I think you're on to something. John Healey's translation was of a satirical book by Joseph Hall Mundus alter et idem. Wikipedia (using text verbatim from the 11th edition of Britannica) describes the book: "an excuse for a satirical description of London, with some criticism of the Romish church, its manners and customs, and is said to have furnished Swift with hints for Gulliver's Travels". So, the questions are (1) what is the original of the citation above? and (2) was quoniam really a word for a kind of drinking vessel or simply an obscene joke by the translator?

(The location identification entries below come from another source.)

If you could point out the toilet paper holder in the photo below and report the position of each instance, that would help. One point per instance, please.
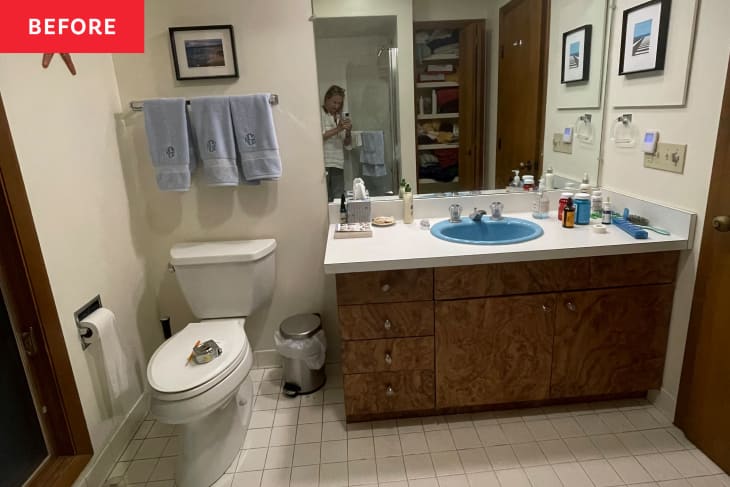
(85, 333)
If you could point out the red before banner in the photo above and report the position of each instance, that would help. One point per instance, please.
(76, 26)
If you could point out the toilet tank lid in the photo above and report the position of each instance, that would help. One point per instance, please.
(191, 253)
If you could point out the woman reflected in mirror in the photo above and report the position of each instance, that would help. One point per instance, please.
(336, 138)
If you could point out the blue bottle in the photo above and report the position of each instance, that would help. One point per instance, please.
(582, 209)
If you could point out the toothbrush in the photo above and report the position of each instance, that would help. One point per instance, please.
(658, 230)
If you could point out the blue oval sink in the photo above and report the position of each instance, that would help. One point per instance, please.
(487, 232)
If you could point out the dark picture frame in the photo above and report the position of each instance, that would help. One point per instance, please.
(204, 52)
(648, 35)
(577, 52)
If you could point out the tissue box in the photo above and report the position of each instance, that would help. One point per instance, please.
(358, 211)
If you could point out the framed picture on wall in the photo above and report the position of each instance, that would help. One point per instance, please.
(644, 37)
(576, 55)
(204, 52)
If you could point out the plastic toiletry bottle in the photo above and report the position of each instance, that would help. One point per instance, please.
(541, 204)
(516, 183)
(596, 206)
(549, 178)
(585, 184)
(607, 211)
(562, 202)
(528, 182)
(569, 214)
(407, 205)
(582, 209)
(343, 209)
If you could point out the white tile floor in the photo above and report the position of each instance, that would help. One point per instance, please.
(304, 442)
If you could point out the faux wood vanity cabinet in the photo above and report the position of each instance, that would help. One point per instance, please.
(421, 341)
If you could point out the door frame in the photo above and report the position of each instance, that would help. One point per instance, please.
(37, 327)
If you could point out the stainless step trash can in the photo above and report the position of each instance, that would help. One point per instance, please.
(302, 344)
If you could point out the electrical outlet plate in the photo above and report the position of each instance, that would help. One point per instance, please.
(560, 146)
(668, 157)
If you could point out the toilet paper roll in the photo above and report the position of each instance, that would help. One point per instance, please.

[Addendum: I found the passage (via this glossary entry) in the Latin: et, ut Plautinus ille, scaphio, cantharis, batiolia bibunt. (And, as in the works of Plautus, they drink from a cup, goblets, and bowls.) [Mundus alter et idem, p.435.] Latin scaphium 'boat shaped drinking cup; chamber pot.', cantharus 'wide-bellied drinking vessel with handles, tankard', and batiola 'a small drinking cup, a goblet'. There is a line in Plautus Stichus quibus divitiae domi sunt, scaphiis cantharis batiocis bibunt, at nos nostro Samiolo poterio (Each one to his own station; they, who have wealth at home, drink from cups, goblets, and bowls; we, if we are now drinking from our Samian jug, still build our walls according to our means). So, in the original, it's more about scatological than genital humor.]